As summer travel heats up, the double whammy of short-handed governmental agencies and pent-up travel demand has led to unexpected delays in getting a passport, forcing some vacationers to cancel their long-awaited summer plans.
Passport appointments are such hot commodities that the State Department, the federal agency responsible for issuing passports, disabled their online booking system, saying that third parties were taking all the bookings and then selling them on the black market.
A State Department spokesperson blamed the lack of appointments on Covid and said they are working on improving their passport services.
“I’ve had people break down in tears. I’ve had people threaten to go do something—to which I say, ‘Do not go make a ruckus at a post office, because you’d be committing a federal crime,’” said Phillip Monares, who helps people obtain passports through his company, Bay Document Services. “People who never checked to see if their passports are valid may have just lost all the money they invested in a family vacation.”
In order to renew their passports on short notice, people with the means to do so are resorting to desperate measures. It’s not unusual for his customers to fly to Arizona, Texas or even as far as Hawaii for an open appointment with the federal passport agency, Monares said. Another customer rerouted his trip to Europe via Buffalo, N.Y.
Adults who plan ahead can bypass the inconvenience of waiting in long lines because they can renew passports via mailing them in. However, current processing times are eight to 11 weeks, and expedited processing times are five to seven weeks, according to a State Department spokesperson. Before Covid, routine processing times were only six to eight weeks.
Adults who don’t plan ahead may get a passport within two weeks of travel, either by lucking out into a last-minute appointment with a passport agency—in San Francisco, the agency is located at the federal building at 450 Golden Gate Ave.—or by paying a passport expediter around $700.
The worst bureaucratic horrors are reserved for those required to apply for passports in-person, which mostly affects families with minors under 16 and those who have never had a passport before.

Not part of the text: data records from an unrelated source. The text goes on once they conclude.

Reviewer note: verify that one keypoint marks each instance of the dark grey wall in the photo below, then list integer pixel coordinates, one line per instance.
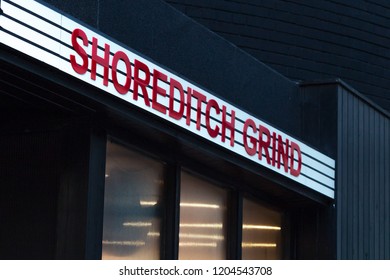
(160, 32)
(363, 179)
(308, 40)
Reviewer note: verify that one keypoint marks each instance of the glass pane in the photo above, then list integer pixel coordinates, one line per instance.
(133, 203)
(202, 220)
(261, 232)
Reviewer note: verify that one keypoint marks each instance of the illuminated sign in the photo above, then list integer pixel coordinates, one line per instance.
(70, 46)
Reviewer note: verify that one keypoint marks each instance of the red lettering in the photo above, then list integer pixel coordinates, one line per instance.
(172, 86)
(157, 75)
(122, 89)
(295, 150)
(139, 82)
(264, 145)
(249, 123)
(274, 148)
(189, 108)
(228, 125)
(283, 153)
(103, 61)
(83, 68)
(201, 98)
(212, 104)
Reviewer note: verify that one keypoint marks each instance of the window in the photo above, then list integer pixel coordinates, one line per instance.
(133, 203)
(203, 226)
(261, 232)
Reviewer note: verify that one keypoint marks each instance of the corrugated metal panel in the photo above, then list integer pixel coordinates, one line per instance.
(363, 196)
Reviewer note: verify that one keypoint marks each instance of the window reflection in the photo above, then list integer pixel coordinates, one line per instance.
(261, 232)
(133, 204)
(202, 233)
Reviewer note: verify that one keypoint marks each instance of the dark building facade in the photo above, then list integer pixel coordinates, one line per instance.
(308, 40)
(129, 131)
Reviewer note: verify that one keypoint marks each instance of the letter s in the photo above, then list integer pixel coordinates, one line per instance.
(83, 68)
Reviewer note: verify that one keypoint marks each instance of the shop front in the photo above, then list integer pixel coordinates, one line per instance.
(108, 154)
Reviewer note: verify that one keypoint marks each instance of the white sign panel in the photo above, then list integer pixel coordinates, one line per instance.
(75, 49)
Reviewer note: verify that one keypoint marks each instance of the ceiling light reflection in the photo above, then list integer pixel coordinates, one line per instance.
(147, 203)
(258, 245)
(197, 244)
(201, 236)
(199, 205)
(137, 224)
(124, 243)
(261, 227)
(216, 226)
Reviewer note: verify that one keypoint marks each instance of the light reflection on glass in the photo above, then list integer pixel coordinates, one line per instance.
(202, 228)
(261, 232)
(131, 178)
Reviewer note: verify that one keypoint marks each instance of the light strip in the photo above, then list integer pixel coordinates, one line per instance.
(196, 244)
(124, 243)
(201, 236)
(259, 245)
(199, 205)
(147, 203)
(261, 227)
(137, 224)
(153, 234)
(217, 226)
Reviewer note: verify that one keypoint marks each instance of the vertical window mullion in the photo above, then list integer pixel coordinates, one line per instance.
(170, 246)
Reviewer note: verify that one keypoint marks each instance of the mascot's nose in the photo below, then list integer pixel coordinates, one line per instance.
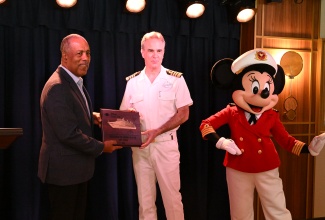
(265, 93)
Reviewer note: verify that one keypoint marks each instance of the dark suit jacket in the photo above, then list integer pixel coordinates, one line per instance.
(68, 151)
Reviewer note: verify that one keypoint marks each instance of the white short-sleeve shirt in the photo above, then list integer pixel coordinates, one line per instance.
(156, 102)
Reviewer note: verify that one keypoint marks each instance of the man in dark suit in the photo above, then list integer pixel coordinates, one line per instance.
(68, 151)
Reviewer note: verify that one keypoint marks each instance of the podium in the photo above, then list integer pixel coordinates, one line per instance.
(8, 136)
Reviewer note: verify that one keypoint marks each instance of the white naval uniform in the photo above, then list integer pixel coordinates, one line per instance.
(157, 102)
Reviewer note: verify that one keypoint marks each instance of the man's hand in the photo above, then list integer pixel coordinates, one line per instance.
(228, 145)
(97, 119)
(317, 144)
(150, 136)
(109, 146)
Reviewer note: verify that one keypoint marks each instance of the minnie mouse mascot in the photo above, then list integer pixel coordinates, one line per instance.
(251, 158)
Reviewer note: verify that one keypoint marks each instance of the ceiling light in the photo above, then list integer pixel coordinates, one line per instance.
(66, 3)
(195, 9)
(135, 6)
(246, 14)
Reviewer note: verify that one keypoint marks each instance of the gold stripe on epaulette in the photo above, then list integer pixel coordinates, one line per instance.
(275, 110)
(207, 129)
(132, 76)
(174, 73)
(297, 147)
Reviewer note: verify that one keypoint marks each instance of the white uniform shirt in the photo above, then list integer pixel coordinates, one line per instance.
(156, 102)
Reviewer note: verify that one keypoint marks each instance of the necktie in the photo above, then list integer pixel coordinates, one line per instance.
(252, 118)
(80, 86)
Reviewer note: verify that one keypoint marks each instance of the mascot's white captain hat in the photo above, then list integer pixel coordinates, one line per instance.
(256, 56)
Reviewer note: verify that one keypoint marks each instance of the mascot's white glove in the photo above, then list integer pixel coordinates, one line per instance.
(317, 144)
(228, 145)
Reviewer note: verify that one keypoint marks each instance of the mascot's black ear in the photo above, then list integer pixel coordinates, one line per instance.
(279, 80)
(221, 74)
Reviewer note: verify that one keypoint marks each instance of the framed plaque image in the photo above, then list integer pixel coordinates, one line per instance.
(122, 126)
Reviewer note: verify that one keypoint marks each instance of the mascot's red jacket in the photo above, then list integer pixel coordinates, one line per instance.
(259, 153)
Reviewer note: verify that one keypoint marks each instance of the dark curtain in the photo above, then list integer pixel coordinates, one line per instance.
(30, 36)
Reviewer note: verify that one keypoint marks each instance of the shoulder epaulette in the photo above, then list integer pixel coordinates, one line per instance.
(132, 76)
(174, 73)
(275, 110)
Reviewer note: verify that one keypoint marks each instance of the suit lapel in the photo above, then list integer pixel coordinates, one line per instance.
(76, 90)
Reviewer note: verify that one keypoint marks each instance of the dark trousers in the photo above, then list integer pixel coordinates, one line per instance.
(68, 202)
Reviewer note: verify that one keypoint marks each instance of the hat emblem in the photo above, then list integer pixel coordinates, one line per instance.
(260, 55)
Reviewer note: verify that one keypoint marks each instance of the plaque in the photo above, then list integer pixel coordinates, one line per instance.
(122, 126)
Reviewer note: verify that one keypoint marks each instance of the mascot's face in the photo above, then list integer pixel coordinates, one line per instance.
(254, 77)
(257, 96)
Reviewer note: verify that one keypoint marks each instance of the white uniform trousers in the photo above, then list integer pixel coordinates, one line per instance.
(269, 187)
(158, 161)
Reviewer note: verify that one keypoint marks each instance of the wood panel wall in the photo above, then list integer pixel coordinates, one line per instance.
(278, 28)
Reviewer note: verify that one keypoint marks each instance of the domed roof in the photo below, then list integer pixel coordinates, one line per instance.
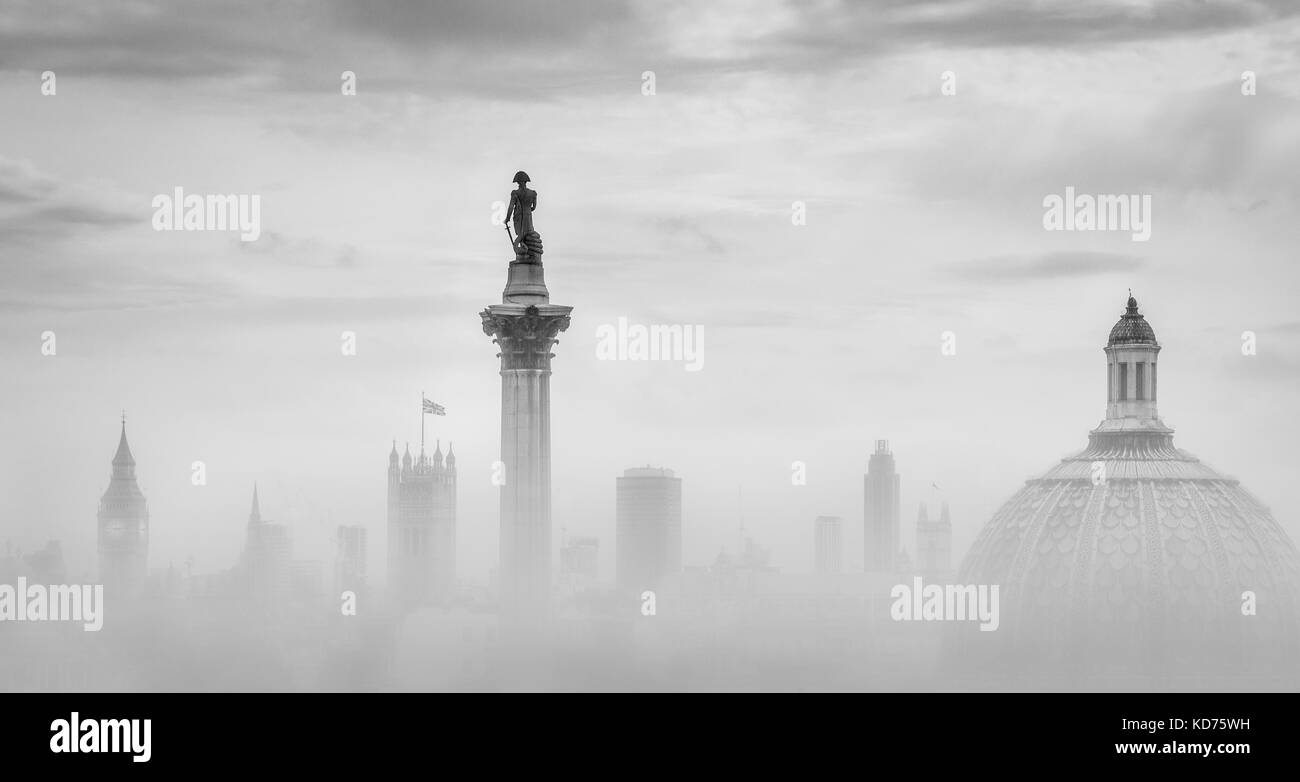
(1132, 554)
(1131, 327)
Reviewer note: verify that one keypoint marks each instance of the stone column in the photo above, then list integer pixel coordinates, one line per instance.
(525, 326)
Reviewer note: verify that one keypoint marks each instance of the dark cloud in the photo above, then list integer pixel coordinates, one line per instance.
(1054, 265)
(502, 48)
(34, 205)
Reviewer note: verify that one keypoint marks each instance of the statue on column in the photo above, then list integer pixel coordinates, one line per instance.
(525, 240)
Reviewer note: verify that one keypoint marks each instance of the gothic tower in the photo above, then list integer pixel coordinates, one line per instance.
(525, 325)
(124, 525)
(421, 526)
(934, 542)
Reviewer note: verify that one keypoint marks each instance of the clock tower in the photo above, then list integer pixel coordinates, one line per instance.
(124, 525)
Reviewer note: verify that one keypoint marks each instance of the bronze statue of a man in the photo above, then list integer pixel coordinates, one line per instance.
(523, 201)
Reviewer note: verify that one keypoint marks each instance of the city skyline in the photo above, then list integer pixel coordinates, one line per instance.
(924, 214)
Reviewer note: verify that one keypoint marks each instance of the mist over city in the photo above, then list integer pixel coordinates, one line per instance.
(649, 347)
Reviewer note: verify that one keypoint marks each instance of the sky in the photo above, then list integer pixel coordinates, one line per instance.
(923, 216)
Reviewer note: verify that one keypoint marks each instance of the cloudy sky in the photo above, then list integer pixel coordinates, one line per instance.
(924, 214)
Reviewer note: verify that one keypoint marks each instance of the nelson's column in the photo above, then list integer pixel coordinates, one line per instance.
(524, 326)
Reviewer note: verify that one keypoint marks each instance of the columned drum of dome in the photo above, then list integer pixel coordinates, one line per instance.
(1131, 557)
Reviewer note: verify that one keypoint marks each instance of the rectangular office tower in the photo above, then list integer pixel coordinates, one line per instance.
(880, 511)
(828, 544)
(649, 526)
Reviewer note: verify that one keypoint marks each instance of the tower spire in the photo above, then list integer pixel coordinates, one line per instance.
(255, 513)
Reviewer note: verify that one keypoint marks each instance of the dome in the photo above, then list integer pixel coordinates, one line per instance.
(1135, 557)
(1131, 327)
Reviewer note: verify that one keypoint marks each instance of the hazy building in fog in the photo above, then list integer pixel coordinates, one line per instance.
(648, 542)
(882, 538)
(828, 544)
(1135, 557)
(124, 525)
(421, 526)
(579, 556)
(267, 565)
(934, 541)
(350, 559)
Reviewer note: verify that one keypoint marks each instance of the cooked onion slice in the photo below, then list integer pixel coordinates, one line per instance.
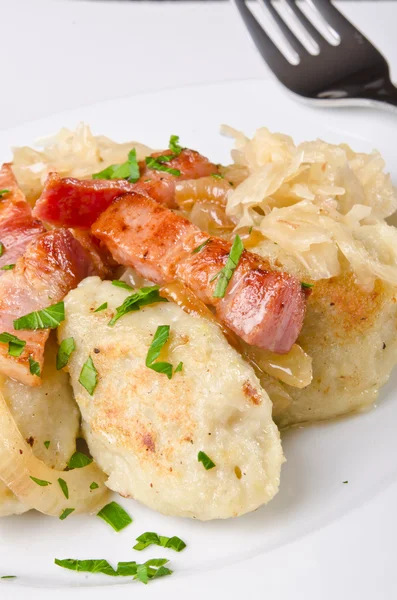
(204, 189)
(18, 465)
(294, 368)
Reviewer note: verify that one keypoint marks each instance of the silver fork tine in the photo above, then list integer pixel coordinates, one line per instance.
(335, 18)
(275, 59)
(288, 34)
(311, 30)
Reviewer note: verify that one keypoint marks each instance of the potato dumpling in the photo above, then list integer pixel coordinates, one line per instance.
(145, 431)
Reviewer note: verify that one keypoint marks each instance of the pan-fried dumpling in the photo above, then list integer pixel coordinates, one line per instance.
(43, 414)
(351, 335)
(146, 431)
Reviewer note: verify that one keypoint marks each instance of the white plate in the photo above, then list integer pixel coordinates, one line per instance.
(319, 538)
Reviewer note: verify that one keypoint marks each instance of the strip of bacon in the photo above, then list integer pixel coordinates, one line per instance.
(69, 202)
(160, 185)
(52, 265)
(17, 226)
(265, 308)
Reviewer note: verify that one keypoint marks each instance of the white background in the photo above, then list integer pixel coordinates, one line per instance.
(60, 54)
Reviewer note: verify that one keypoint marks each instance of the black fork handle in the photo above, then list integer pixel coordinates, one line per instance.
(385, 95)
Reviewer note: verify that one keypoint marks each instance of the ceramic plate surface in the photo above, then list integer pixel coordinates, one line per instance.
(319, 538)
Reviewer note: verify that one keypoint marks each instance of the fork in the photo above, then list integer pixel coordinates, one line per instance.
(353, 72)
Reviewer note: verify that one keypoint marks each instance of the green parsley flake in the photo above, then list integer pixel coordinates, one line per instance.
(158, 164)
(34, 367)
(225, 275)
(89, 376)
(79, 460)
(201, 246)
(64, 352)
(174, 146)
(64, 487)
(151, 569)
(143, 297)
(65, 513)
(122, 284)
(128, 170)
(40, 482)
(149, 538)
(102, 307)
(15, 345)
(115, 516)
(207, 462)
(47, 318)
(160, 339)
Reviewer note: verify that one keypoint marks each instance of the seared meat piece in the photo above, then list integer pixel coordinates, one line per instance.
(52, 265)
(265, 308)
(17, 226)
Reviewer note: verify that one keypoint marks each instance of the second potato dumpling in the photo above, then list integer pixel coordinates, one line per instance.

These individuals must first get various documents verified at a passport acceptance facility. There are four in San Francisco, all of which are booked out at least one month. Only one facility, the post office at 1300 Evans Ave., takes walk-in appointments.
San Francisco resident Kevin Law said he showed up with his infant and toddler early in the morning, shortly after the post office opened. There was only one employee processing passport applications, and that person could only process walk-ins in between appointments, so an entire hour went by without accepting any walk-ins. Finally, the postmaster took pity on Law’s family and asked another employee to help process their application.
“There’s no businesses in that area, and there’s no public bathroom in the post office,” he said. “You’ve got these families with small children waiting for hours and hours.”
Families like Law’s then get routed back into the State Department’s bureaucracy. For those who can’t wait for mail-in processing times, they must make another in-person appointment at a passport agency, but they don’t accept walk-ins, either. And it's even hard to find out if there are appointments to begin with: Law said that when he called, he was told they would only tell him whether or not there were appointments if he was flying within two weeks.
This is where a passport-expediting company like Bay Document Services can help. Owner Monares says that there are roughly 25 such companies in San Francisco, and hefty fees are normal. His company charges $650 to obtain a passport within two weeks of travel.
When will this state of affairs return to normal? The State Department says they “have made great strides throughout the pandemic to lower passport processing times and are on track to return processing to pre-pandemic service time standards.”
And Monares says that things were worse earlier this year.
“Believe it or not, it’s gotten better,” he said. “But still, if families are trying to travel by August 15, they need to be calling me right now.”